Should You Teach Your Baby to Swim?
By Felicia Hodges
You've probably seen them on TV: classes of infants clad in swimsuit diapers or only in what Mother Nature gave them, floating effortlessly through the water, looking like little mermaids. You want your child to learn basic water safety, but is tossing your baby into a pool the way to teach him?
"Newborn babies instinctively know not to breathe while their heads are submerged in water," says Certified Nurse-Midwife Charlene Taylor, who has assisted in more than 50 water births near her Boston, Mass. home. "From what I've seen, it seems as if they know how to swim instinctively.
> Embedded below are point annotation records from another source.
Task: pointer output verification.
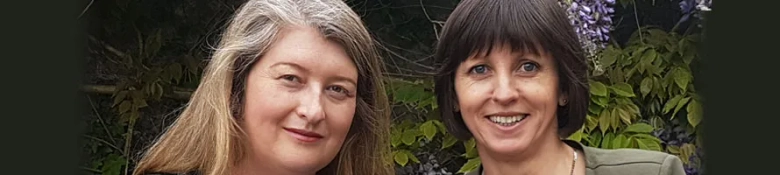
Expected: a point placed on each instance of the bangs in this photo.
(523, 25)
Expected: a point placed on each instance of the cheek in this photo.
(340, 117)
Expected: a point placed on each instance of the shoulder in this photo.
(632, 161)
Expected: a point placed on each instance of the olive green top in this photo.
(623, 162)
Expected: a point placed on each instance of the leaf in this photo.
(680, 104)
(686, 151)
(623, 113)
(623, 89)
(682, 78)
(409, 136)
(671, 103)
(604, 121)
(619, 141)
(694, 113)
(592, 122)
(124, 106)
(598, 88)
(609, 56)
(119, 97)
(411, 156)
(429, 129)
(639, 128)
(400, 158)
(470, 165)
(606, 142)
(449, 140)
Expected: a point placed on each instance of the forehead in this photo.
(308, 48)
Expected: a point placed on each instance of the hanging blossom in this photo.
(592, 21)
(694, 8)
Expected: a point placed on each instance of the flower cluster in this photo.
(694, 8)
(592, 21)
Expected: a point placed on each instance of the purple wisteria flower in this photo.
(592, 21)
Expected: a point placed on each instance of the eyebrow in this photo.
(307, 71)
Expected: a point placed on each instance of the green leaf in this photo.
(639, 128)
(470, 165)
(441, 126)
(623, 89)
(686, 151)
(449, 140)
(429, 129)
(119, 97)
(680, 104)
(401, 158)
(619, 141)
(609, 56)
(592, 122)
(672, 103)
(624, 114)
(606, 142)
(694, 113)
(411, 156)
(409, 136)
(645, 86)
(124, 106)
(604, 121)
(598, 89)
(682, 78)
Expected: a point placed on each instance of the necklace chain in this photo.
(573, 162)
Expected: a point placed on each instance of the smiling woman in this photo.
(294, 87)
(514, 77)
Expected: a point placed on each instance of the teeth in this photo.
(506, 120)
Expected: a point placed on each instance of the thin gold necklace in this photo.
(573, 163)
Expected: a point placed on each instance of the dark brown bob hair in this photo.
(476, 26)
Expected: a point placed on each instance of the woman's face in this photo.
(508, 99)
(299, 103)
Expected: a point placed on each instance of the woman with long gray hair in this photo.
(294, 87)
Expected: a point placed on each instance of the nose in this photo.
(505, 91)
(311, 108)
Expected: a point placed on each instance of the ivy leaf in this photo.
(694, 113)
(623, 89)
(645, 86)
(619, 141)
(409, 136)
(604, 121)
(609, 56)
(400, 158)
(470, 165)
(682, 78)
(429, 129)
(638, 128)
(680, 104)
(672, 103)
(449, 140)
(411, 156)
(598, 88)
(124, 106)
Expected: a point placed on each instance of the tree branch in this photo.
(178, 93)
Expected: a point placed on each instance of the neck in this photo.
(548, 156)
(255, 167)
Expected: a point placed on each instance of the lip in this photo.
(304, 135)
(507, 129)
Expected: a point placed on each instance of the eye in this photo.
(291, 78)
(529, 67)
(479, 69)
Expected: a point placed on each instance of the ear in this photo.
(563, 99)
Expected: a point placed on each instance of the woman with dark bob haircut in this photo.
(514, 77)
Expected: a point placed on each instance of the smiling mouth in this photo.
(507, 120)
(303, 135)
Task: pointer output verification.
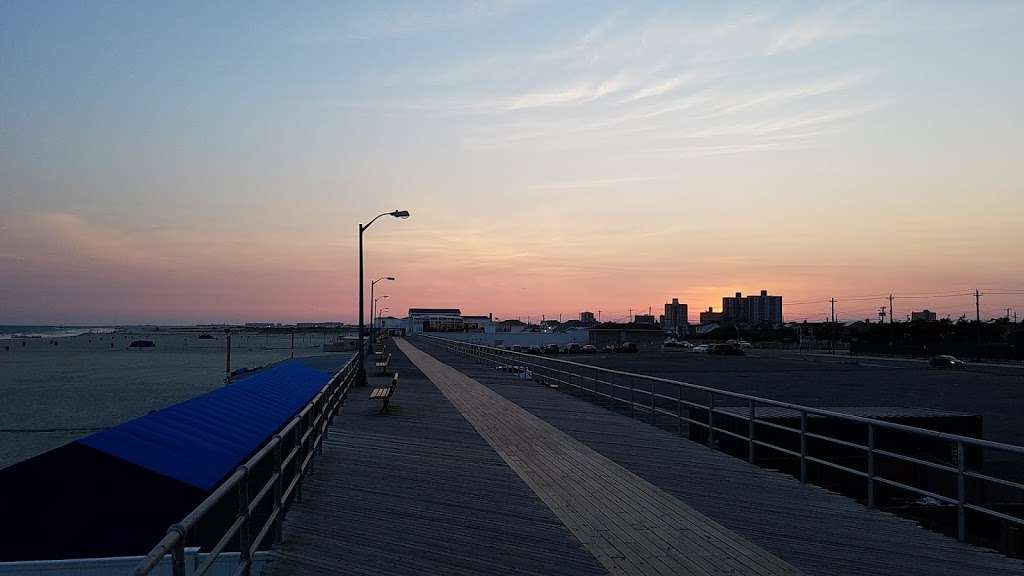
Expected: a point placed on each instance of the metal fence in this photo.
(303, 439)
(740, 418)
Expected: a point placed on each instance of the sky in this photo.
(210, 162)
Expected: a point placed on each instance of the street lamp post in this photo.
(374, 302)
(374, 314)
(360, 373)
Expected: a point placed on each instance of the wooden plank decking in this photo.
(630, 526)
(554, 489)
(418, 491)
(816, 531)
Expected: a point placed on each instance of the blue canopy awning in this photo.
(203, 440)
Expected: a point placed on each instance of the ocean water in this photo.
(8, 332)
(57, 388)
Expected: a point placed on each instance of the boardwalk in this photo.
(418, 491)
(631, 526)
(421, 491)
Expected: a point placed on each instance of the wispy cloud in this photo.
(819, 88)
(566, 94)
(592, 183)
(775, 125)
(657, 88)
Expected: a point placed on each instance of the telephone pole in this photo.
(892, 351)
(977, 318)
(834, 327)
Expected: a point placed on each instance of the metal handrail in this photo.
(587, 372)
(307, 429)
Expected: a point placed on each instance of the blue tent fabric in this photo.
(201, 441)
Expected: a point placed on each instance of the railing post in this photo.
(870, 465)
(300, 448)
(178, 557)
(245, 556)
(961, 493)
(751, 452)
(803, 447)
(632, 395)
(679, 409)
(279, 492)
(711, 420)
(653, 413)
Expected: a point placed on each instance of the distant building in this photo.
(762, 310)
(510, 326)
(734, 309)
(711, 317)
(435, 320)
(645, 336)
(676, 317)
(446, 320)
(923, 316)
(476, 324)
(644, 319)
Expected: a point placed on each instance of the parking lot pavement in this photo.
(994, 393)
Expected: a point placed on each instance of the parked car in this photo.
(945, 361)
(726, 350)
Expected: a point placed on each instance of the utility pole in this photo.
(977, 318)
(227, 356)
(892, 351)
(834, 327)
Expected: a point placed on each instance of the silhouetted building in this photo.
(676, 317)
(510, 326)
(760, 310)
(734, 309)
(644, 319)
(611, 333)
(711, 316)
(764, 310)
(923, 316)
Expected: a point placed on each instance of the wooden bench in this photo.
(383, 362)
(384, 394)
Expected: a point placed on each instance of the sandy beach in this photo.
(55, 393)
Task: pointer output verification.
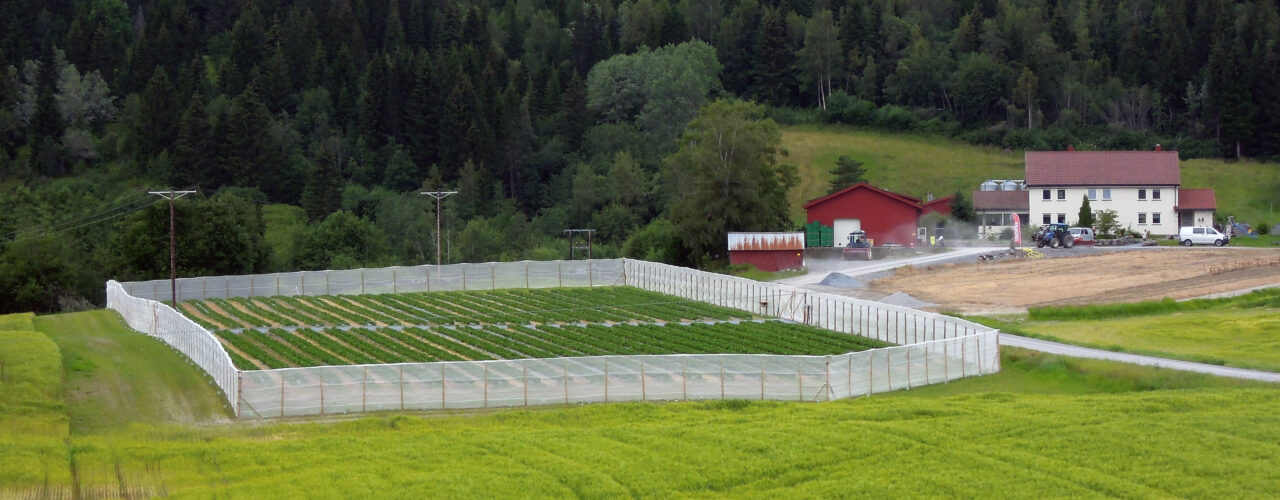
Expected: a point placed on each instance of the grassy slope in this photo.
(918, 165)
(1242, 331)
(1045, 425)
(33, 423)
(115, 376)
(912, 165)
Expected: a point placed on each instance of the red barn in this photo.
(886, 216)
(767, 251)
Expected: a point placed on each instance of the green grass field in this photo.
(1045, 426)
(1240, 331)
(917, 165)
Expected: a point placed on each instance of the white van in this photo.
(1191, 235)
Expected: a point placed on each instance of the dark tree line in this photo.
(553, 114)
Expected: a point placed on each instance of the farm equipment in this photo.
(1054, 235)
(858, 247)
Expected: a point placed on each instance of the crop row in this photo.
(277, 348)
(439, 308)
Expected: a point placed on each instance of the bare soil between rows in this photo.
(1014, 285)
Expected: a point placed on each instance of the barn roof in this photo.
(1102, 168)
(1001, 200)
(1196, 200)
(891, 195)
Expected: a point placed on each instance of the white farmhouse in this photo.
(1142, 187)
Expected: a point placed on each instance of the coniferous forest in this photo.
(309, 127)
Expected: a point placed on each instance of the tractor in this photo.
(1054, 235)
(858, 247)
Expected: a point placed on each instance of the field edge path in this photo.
(1082, 352)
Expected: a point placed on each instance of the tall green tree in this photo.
(846, 173)
(726, 177)
(1084, 218)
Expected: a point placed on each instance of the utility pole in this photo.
(438, 196)
(571, 233)
(173, 257)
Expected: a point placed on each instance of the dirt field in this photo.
(1013, 285)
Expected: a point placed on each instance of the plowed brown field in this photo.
(1014, 285)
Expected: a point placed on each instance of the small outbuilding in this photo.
(767, 251)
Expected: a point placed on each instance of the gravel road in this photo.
(1078, 352)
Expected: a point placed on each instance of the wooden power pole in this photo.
(173, 256)
(438, 196)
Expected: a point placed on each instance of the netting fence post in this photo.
(722, 377)
(684, 380)
(800, 376)
(908, 367)
(762, 379)
(644, 393)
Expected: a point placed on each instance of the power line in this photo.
(78, 221)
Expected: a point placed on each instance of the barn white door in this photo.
(842, 228)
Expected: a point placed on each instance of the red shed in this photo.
(886, 216)
(767, 251)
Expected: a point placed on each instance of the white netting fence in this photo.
(161, 321)
(452, 278)
(936, 348)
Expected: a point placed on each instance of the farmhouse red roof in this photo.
(1196, 200)
(1102, 168)
(1001, 200)
(903, 198)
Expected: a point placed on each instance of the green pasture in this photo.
(917, 165)
(150, 425)
(1240, 331)
(908, 164)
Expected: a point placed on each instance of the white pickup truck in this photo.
(1191, 235)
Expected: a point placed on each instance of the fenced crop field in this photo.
(301, 331)
(510, 334)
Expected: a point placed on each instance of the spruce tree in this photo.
(1084, 219)
(846, 173)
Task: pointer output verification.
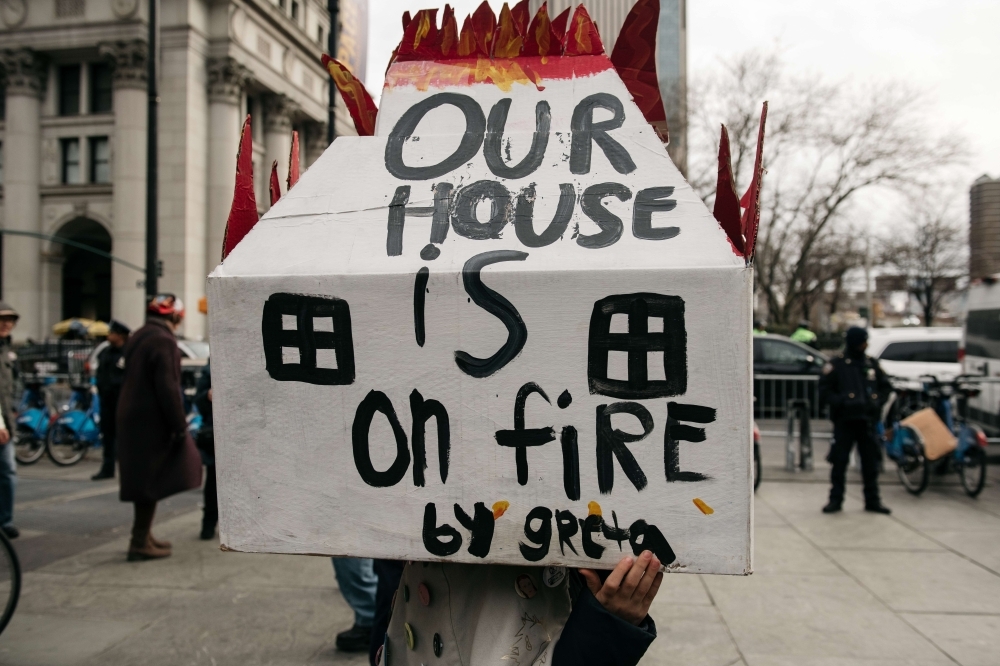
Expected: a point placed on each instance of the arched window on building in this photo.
(86, 277)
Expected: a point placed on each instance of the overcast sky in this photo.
(950, 49)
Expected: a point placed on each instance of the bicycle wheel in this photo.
(972, 470)
(64, 447)
(756, 466)
(912, 467)
(28, 449)
(10, 580)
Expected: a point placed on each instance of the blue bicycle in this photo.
(906, 446)
(77, 428)
(34, 418)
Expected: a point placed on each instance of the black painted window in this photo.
(101, 88)
(70, 161)
(100, 159)
(654, 337)
(308, 339)
(69, 90)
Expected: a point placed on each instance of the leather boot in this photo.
(165, 545)
(148, 551)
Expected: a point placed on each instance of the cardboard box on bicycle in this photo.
(420, 353)
(938, 440)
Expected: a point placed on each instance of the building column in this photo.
(278, 111)
(26, 80)
(226, 80)
(315, 143)
(128, 175)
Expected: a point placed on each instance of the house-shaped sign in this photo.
(502, 329)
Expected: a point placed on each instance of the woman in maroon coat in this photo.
(156, 455)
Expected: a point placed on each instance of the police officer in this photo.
(855, 387)
(110, 374)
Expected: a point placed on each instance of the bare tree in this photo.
(929, 253)
(826, 146)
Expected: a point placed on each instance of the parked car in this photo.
(910, 352)
(778, 355)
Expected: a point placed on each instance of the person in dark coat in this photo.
(8, 463)
(110, 374)
(156, 455)
(206, 446)
(855, 387)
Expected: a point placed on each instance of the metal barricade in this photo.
(774, 393)
(800, 410)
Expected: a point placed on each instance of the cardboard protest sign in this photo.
(500, 329)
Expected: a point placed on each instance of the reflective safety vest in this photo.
(803, 335)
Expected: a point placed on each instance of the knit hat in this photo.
(7, 311)
(855, 337)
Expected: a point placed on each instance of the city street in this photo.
(920, 587)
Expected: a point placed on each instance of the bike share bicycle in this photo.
(906, 445)
(34, 418)
(77, 429)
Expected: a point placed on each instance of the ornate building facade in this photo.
(73, 126)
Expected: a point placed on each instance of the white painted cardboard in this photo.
(289, 479)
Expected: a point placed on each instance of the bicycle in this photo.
(34, 418)
(10, 580)
(968, 458)
(77, 429)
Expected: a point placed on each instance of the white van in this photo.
(981, 350)
(910, 352)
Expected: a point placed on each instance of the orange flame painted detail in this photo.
(507, 40)
(582, 37)
(634, 57)
(740, 229)
(352, 91)
(274, 185)
(541, 38)
(243, 213)
(293, 162)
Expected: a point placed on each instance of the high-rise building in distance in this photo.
(984, 227)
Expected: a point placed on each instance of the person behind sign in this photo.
(110, 374)
(156, 456)
(8, 466)
(855, 387)
(489, 614)
(206, 447)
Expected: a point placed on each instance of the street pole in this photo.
(152, 269)
(331, 131)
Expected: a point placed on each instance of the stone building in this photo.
(73, 139)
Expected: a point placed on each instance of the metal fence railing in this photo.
(774, 393)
Many of them open their eyes and move their limbs and propel themselves forward in the tubs."
According to Taylor, until the baby's body is touched by air, all the oxygen they need is delivered via the placenta, not from his or her lung power. "In water births, their new environment is not much different than what they left behind," she says.
"But once the baby uses those lungs, their ability to automatically hold their breaths while submerged begins to disappear," says Dr. Brian Scopec, an obstetrician who practices in upstate New York. "Because of that, the American Academy of Pediatrics discourages teaching infants to swim by forcibly dunking them or submerging them in water." Since there haven't been many studies to either support or deny this theory, Dr. Scopec says there is really no information on exactly what age the breath-holding instinct disappears all together.